Hence, this study aims to evaluate the potential of ncRNA expression profiles as predictive biomarkers for AD. RNA sequencing data of AD and control blood samples were downloaded from the NCBI Sequence Read Archive (SRA). The dataset was analyzed to quantify expression levels of lncRNA, piRNA, and snoRNA. Weighted gene co-expression network analysis revealed co-expression modules correlating strongly with AD. Furthermore, ncRNA expression profiles were used to train supervised machine-learning algorithms. A nested cross-validation approach was used to benchmark model performances. We evaluated the diagnostic potential of ncRNA expression profiles, including single-gene, multi-gene, and module-level models. Through this investigation, we provide compelling evidence that ncRNA signatures can serve as reliable biomarkers for predicting AD, potentially offering novel insights into disease progression and therapeutic targets of AD.

2. Materials and Methods

2.1. Data Acquisition

RNA sequencing data were obtained from a publicly available dataset from the NCBI SRA database (https://www.ncbi.nlm.nih.gov/sra) under project accession SRP022043 (https://www.ncbi.nlm.nih.gov/Traces/study/?acc=SRP022043&o=acc_s%3Aa) (accessed on 3 March 2025) and SRP288246 (https://www.ncbi.nlm.nih.gov/bioproject/PRJNA670793) (accessed on 20 May 2025) [18,19]. The main study includes 70 individuals, comprising 48 Alzheimer’s disease patients and 22 healthy controls. Plasma samples were sequenced using the Illumina HiSeq 2000 platform (San Diego, CA, USA) in a single-end format. An additional 50 samples, including 25 diseased patients and 22 healthy controls, were processed similarly from the secondary dataset. Postmortem brain samples were sequenced using the Illumina HiSeq 4000 platform in single-end format. FASTQ files were downloaded and extracted using SRA Toolkit v3.2.0 [20].

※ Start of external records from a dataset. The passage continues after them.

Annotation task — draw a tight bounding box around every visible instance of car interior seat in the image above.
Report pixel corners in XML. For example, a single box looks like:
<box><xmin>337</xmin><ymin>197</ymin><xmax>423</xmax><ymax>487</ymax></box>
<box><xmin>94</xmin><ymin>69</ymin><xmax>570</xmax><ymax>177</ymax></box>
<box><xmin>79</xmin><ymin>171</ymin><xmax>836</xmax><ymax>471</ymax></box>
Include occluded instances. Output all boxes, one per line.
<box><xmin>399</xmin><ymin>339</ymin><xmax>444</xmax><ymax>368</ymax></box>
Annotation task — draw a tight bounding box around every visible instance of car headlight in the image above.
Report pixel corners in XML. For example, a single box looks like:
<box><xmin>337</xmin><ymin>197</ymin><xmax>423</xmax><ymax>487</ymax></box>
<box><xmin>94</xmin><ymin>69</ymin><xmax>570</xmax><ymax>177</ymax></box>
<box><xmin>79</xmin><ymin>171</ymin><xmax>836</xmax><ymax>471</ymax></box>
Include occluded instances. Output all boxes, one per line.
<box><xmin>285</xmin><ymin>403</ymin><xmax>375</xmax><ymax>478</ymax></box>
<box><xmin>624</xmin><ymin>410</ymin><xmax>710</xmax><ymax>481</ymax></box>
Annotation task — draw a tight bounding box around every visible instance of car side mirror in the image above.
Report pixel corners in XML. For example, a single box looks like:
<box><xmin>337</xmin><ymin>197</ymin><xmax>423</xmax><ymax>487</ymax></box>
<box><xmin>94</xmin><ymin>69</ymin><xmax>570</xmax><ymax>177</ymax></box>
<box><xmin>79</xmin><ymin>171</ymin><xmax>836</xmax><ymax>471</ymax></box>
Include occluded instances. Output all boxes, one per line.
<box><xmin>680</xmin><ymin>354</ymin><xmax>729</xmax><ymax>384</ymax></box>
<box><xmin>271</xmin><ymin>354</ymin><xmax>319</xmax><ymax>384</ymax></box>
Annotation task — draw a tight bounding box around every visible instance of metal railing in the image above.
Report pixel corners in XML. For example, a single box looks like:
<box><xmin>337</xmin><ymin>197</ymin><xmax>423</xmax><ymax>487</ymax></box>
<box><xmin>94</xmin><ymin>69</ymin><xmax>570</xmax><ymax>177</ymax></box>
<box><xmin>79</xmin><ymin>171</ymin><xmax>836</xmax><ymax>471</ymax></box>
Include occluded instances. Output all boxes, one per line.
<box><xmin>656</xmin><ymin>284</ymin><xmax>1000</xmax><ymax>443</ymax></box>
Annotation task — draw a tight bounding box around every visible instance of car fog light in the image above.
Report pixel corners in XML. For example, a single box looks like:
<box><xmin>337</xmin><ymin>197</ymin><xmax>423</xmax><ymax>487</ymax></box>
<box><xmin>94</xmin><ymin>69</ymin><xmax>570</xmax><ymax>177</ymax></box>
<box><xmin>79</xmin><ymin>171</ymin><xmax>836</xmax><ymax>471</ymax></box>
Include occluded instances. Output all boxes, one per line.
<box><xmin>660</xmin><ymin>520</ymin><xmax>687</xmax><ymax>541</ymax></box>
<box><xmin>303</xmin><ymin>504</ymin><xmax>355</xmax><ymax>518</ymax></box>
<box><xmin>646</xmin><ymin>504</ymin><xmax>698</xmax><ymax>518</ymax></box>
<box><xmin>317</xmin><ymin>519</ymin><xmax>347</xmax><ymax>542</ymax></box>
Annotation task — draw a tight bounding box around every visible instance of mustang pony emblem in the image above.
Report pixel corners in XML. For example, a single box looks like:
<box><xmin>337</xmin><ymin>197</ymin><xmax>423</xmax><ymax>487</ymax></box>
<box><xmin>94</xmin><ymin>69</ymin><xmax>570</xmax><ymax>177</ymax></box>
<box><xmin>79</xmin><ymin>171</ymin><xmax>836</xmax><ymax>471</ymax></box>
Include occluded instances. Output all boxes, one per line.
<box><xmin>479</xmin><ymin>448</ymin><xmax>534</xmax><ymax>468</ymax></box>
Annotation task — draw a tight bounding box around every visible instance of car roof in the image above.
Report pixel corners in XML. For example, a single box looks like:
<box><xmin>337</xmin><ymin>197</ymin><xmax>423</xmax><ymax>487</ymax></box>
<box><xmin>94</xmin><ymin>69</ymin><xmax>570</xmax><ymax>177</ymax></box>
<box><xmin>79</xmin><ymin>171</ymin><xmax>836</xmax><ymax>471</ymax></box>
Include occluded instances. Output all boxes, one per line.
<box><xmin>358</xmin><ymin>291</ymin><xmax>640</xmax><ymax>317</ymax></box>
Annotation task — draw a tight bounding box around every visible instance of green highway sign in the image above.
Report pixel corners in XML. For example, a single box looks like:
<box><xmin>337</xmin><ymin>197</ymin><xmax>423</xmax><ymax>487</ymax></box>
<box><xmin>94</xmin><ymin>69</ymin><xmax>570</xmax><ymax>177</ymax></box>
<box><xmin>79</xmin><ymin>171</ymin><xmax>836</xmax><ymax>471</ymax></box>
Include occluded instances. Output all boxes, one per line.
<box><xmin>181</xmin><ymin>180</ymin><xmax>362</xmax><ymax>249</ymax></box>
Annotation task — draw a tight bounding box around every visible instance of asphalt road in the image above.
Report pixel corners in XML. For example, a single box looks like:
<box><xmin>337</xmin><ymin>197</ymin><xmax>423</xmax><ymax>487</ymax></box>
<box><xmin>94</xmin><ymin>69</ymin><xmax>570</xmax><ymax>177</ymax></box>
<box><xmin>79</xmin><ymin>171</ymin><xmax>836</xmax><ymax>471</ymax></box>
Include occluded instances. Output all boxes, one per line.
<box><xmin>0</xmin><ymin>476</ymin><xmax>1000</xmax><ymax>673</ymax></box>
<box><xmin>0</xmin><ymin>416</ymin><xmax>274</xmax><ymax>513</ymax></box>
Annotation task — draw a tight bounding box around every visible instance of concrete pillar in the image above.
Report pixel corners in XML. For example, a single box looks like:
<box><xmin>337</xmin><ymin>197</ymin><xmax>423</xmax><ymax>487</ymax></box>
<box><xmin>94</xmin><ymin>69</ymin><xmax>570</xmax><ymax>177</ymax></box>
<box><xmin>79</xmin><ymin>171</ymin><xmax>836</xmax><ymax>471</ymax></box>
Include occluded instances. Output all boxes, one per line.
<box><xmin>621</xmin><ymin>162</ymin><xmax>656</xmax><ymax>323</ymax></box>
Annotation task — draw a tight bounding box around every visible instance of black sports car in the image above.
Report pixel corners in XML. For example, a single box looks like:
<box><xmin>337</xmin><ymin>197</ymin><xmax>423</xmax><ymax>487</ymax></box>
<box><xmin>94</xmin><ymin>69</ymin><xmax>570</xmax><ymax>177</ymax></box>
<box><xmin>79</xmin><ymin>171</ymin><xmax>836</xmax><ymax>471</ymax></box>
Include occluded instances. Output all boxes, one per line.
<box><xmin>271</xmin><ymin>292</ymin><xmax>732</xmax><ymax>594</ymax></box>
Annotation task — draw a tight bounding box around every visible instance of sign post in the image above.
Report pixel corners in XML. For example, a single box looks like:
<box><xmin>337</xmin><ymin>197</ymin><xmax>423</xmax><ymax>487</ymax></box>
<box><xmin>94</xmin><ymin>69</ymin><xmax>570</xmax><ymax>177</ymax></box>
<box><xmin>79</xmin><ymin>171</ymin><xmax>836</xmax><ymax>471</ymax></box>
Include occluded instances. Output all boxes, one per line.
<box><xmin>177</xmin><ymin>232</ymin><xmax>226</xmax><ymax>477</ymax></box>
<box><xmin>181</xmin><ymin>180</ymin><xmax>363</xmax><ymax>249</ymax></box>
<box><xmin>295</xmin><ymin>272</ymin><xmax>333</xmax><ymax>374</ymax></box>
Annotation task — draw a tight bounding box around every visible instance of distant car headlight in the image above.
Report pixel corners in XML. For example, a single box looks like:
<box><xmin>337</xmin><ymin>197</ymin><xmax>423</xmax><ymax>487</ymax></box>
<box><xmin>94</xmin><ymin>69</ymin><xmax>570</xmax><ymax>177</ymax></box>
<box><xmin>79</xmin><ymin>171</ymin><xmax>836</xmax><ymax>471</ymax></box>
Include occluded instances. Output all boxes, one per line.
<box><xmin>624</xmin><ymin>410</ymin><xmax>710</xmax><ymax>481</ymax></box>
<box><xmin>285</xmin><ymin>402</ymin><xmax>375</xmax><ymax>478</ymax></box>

2.2. Quality Control and Preprocessing

Quality control was performed using FastQC v0.12.1 to assess sequencing read quality [21]. Samples were assessed based on per-base sequence quality, per-sequence quality, sequencing content, overrepresented sequences, and adapter content. Samples SRR837499, SRR837500, and SRR837504 were discarded due to low average per-sequence Phred quality scores. The remainder samples were trimmed using cutadapt v1.18 to remove adapter sequences and to filter reads using a Phred score threshold of 20 and a read length filter of 18 base pairs [22].

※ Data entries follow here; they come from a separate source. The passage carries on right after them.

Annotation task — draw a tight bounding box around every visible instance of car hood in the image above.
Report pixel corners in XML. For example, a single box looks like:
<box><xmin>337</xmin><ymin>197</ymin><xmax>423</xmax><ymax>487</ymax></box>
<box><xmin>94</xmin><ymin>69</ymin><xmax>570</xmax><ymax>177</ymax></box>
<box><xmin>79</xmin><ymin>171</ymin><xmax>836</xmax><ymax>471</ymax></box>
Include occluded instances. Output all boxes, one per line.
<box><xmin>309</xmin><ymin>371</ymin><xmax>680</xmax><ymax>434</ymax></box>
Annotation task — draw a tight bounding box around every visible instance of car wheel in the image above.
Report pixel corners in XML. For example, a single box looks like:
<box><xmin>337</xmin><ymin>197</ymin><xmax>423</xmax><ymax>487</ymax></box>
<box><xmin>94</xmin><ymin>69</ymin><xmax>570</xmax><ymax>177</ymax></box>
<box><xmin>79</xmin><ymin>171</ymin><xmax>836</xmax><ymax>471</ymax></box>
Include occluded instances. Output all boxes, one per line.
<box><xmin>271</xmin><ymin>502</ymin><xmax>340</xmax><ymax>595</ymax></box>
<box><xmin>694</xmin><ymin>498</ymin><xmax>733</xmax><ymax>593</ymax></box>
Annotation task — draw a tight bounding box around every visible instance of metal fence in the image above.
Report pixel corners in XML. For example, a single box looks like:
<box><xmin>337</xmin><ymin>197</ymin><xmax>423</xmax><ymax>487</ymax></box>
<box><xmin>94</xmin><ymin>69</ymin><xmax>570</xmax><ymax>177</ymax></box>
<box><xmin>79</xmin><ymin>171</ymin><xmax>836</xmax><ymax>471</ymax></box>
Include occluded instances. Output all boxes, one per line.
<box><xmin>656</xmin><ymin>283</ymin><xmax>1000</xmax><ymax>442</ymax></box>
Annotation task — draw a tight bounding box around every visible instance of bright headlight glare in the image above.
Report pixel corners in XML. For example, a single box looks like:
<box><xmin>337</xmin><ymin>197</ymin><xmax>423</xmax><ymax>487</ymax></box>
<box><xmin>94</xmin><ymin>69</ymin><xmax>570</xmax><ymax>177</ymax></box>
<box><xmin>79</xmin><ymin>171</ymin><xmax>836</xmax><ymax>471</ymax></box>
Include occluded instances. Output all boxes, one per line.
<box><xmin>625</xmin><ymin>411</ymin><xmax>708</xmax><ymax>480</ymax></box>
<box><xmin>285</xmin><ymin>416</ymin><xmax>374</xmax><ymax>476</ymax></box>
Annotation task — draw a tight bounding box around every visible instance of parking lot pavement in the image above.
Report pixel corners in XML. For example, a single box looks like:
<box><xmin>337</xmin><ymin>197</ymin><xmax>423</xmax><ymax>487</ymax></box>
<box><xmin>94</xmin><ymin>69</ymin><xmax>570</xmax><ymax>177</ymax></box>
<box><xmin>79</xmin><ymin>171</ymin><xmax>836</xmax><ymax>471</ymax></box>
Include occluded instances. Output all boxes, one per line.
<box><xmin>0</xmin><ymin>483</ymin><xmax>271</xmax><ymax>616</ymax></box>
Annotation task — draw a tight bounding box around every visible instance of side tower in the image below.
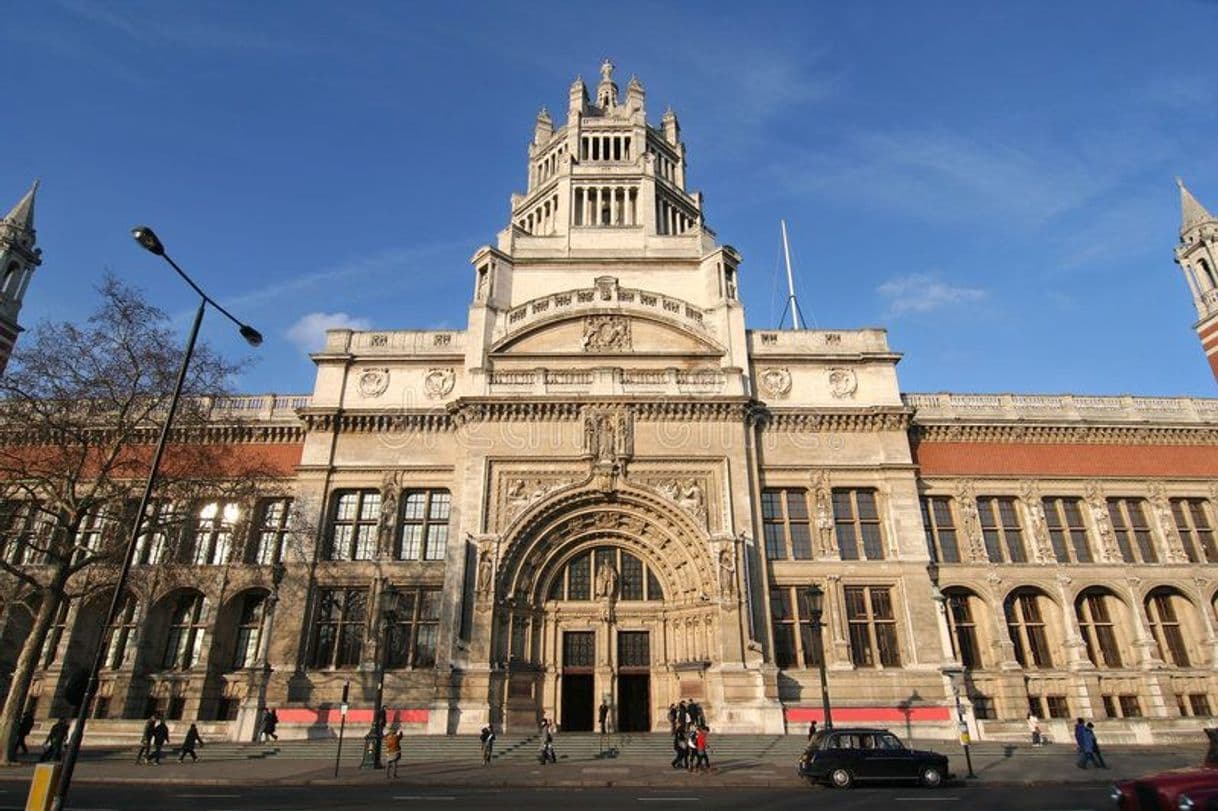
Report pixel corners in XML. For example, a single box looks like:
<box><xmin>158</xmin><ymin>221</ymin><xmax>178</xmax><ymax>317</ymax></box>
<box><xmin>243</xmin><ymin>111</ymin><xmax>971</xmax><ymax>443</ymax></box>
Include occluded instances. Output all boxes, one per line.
<box><xmin>0</xmin><ymin>180</ymin><xmax>43</xmax><ymax>373</ymax></box>
<box><xmin>1175</xmin><ymin>178</ymin><xmax>1218</xmax><ymax>379</ymax></box>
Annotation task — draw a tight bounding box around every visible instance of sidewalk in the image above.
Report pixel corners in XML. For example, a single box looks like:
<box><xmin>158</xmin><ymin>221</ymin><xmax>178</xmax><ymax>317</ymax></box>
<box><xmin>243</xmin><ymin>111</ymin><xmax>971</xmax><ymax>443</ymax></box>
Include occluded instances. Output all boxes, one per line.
<box><xmin>0</xmin><ymin>744</ymin><xmax>1205</xmax><ymax>788</ymax></box>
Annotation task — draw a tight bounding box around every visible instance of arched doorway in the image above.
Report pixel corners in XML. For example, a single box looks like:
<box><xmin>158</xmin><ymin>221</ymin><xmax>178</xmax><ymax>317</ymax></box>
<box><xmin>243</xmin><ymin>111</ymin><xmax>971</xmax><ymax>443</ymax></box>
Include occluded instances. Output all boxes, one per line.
<box><xmin>482</xmin><ymin>487</ymin><xmax>722</xmax><ymax>731</ymax></box>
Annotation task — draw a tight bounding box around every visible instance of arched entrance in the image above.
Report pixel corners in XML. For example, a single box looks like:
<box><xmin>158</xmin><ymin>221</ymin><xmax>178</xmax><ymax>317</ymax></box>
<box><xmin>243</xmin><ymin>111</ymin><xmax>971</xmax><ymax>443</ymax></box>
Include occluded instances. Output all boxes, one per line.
<box><xmin>491</xmin><ymin>487</ymin><xmax>721</xmax><ymax>731</ymax></box>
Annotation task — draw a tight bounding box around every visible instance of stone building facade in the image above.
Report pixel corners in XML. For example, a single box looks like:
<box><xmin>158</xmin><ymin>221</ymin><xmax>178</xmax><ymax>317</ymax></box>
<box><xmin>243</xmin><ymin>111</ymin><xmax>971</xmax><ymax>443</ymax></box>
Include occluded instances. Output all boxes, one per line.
<box><xmin>7</xmin><ymin>63</ymin><xmax>1218</xmax><ymax>742</ymax></box>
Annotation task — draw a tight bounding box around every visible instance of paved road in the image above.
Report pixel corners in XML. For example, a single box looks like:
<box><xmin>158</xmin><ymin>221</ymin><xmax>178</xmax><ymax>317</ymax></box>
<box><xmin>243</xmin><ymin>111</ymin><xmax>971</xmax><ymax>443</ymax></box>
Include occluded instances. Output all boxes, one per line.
<box><xmin>0</xmin><ymin>783</ymin><xmax>1112</xmax><ymax>811</ymax></box>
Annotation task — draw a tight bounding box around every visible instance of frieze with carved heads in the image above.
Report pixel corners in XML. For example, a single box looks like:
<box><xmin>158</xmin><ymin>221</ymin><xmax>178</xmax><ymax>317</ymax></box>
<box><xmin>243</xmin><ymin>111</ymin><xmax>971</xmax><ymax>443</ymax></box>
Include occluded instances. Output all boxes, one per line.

2.3. Alignment to Reference Genome and Feature Annotation

Trimmed reads were aligned to the human reference genome (hg38) using STAR v2.7.2b [23]. The resulting BAM files were sorted by genomic coordinates and mapped to the annotated ncRNA feature from the DASHR v2.0 annotation database for lncRNAs, piRNAs, and snoRNAs [24]. Bedtools v2.26.0 was used to calculate coverage per feature, resulting in raw read counts for downstream analysis [25].

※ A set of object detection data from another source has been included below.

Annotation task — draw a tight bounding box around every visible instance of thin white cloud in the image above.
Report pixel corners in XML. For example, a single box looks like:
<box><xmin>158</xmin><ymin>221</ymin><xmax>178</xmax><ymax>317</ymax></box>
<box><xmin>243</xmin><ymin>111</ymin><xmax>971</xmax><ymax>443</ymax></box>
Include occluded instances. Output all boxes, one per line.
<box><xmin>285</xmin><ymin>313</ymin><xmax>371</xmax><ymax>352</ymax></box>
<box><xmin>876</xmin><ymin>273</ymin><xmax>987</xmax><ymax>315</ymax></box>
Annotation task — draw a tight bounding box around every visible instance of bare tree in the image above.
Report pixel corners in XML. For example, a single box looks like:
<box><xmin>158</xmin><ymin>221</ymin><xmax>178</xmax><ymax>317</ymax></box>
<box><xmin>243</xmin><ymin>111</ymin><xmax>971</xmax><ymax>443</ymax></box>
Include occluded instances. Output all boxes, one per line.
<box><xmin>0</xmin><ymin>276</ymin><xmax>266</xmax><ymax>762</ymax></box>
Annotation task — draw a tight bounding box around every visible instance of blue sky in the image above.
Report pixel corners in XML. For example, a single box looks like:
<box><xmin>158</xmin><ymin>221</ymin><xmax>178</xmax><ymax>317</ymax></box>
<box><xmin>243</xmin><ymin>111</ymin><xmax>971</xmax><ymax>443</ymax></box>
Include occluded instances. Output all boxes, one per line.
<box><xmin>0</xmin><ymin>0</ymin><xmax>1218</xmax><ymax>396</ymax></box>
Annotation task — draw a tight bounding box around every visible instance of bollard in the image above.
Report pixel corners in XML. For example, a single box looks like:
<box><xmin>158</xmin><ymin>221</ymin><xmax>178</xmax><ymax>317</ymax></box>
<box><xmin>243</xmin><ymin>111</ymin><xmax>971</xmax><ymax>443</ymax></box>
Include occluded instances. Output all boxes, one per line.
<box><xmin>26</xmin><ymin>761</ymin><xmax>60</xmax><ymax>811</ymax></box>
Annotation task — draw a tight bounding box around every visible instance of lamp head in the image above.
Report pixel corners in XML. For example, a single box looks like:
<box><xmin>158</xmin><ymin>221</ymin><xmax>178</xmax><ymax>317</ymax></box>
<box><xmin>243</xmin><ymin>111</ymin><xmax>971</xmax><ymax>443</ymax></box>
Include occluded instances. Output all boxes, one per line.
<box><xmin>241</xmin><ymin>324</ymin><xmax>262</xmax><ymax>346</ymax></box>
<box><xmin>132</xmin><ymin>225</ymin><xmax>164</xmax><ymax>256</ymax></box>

2.4. Differential Expression Analysis and WGCNA

Differential expression analysis was performed using DESeq2 v1.46.0 in R [26]. Normalization and dispersion estimation were performed, and differentially expressed genes (DEGs) in AD samples were identified with a threshold of log2 fold change ≥ 0.6 and adjusted p-value ≤ 0.05. Weighted gene co-expression network analysis (WGCNA) was performed using WGCNA 1.73 to identify ncRNA co-expression modules associated with Alzheimer’s pathology [27]. Module detection and eigengene computation were conducted using the blockwise modules function with a soft-threshold power of 12, a minimum module size of 30, and hierarchical clustering with dynamic tree cutting. Hypergeometric testing was performed to evaluate the statistical significance of gene overlap between the discovery and validation datasets based on the total number of genes tested and the number of differentially expressed genes in each dataset.

2.5. Machine-Learning Models and Feature Importance

To classify Alzheimer’s disease samples based on gene expression profiles, we trained supervised machine-learning Random Forest (RF) models using the Python module scikit-learn 1.6.1 [28]. Models were trained using 70% of the data and evaluated on the remaining 30% using stratified fold cross-validation.

2.6. Pairwise Correlation Analysis and Heatmap Generation

Pairwise Spearman correlation analysis was performed on normalized expression values of top predictive ncRNAs to assess co-expression patterns. Using R (with tidyverse v2.0.0, pheatmap v1.0.12), correlation coefficients and p-values were calculated for all gene pairs. Significant correlations (p ≤ 0.05) were annotated using asterisks [29,30].

3. Results

RNA-seq data from 70 samples (48 AD, 22 controls) were obtained. After quality assessment with FastQC and removal of three low-quality samples (SRR837499, SRR837500, SRR837504), reads were trimmed using cutadapt and aligned to the human genome (hg38) using STAR. Mapped reads were annotated using DASHR v2.0 to quantify ncRNA species (lncRNAs, piRNAs, snoRNAs) with Bedtools. Differential expression analysis was performed with DESeq2, followed by weighted gene co-expression network analysis (WGCNA) to identify modules associated with Alzheimer’s disease. Machine-learning models were trained to classify AD vs. control samples and identify key diagnostic features. Model performance was validated using an independent external dataset comprising 50 samples (25 AD, 25 controls) (Figure 1).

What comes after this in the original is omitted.